State-owned banks, including Agriculture Bank,
Bank of Communications, and Industrial &
Commercial Bank, have made the same move.
It has been reported that this
phenomenon will likely continue.
Xie Tian, Professor at the University
of South Carolina Aiken Business School:
“We saw money shortages one month ago.
In fact, it is the state-owned central banks
and major banks that were short of money.
The Chinese regime had to inject several hundred
billions Yuan to temporarily solve the problem.
Now money shortages have spread
to local banks. It is indeed spreading.”
Sources said that since the money shortages
occurred, some banks began to limit mortgage loans.
They have stopped second-hand home loan services.
If the banks hadn’t stopped second-hand loan
services, it would increased their interest rates.
At the end of August, banks in Beijing cancelled
discount deals on interest rates for mortgages.
Instead, some banks increased
20% on the standard interest rate.
China’s National Business Daily has reported that many
banks have ceased mortgage services in Guangzhou.
They have run out credit.
Jie Sen, NTD special economic commentator,
said that in second and third tier cities, mortgage
loans have slowed down and have stagnated.
It is the CCP’s measures to protect the banking system.
Jie Sen: “The CCP realized its failure
of it’s measures on real estate control.
Instead, the housing bubble has grown larger.
Properties are always demanded in first-tier cities,
yet risks in second and third tier cities are increasing.
In order to protect the banking system, they need to
control credit limits, which is a method of self-protection.”
According to ftchinese.com on September 6, China’s
Central Banks injected several hundreds billion Yuan.
This was via non-public reverse repo agreements
into the banking system in June and July.
These funds are due in the near future.
Xie Tian believes that the authorities adjusting policies
didn’t completely solve the problem of money shortages.
Maybe the new leadership does not really want to
take the economic burden from the previous regime.
Thus, Li Keqiang deliberately let the money
shortage break out, to get rid of the burden.

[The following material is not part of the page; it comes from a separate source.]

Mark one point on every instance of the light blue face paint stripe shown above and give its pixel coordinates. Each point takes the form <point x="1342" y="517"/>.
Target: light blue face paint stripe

Recently, Li Ka-shing, Asia’s richest person,
has been pulling his property out of China.
On September 3, Bank of American sold
two billion H-shares of China Construction
Bank for over HK$11.7 billion (US$1.47 billion).
Soon, other foreign banks sold all their shares
in China’s four major state-owned banks.
Does the foreign investors’ exit from China have
a link to the Chinese banks money shortages?
Xie Tian: “The two don’t have any direct links.
It is because state-owned banks
internally are tight on cash.
Foreign investors are not optimistic about China,
and in addition, the Chinese economy is declining.
Thus, it is not directly linked with money shortages,
but both certainly have influenced each other.”
Xie Tian said that foreign investors’ leaving would
undermine the CCP’s and investors’ confidence.
It could trigger housing and stock market bubbles to burst.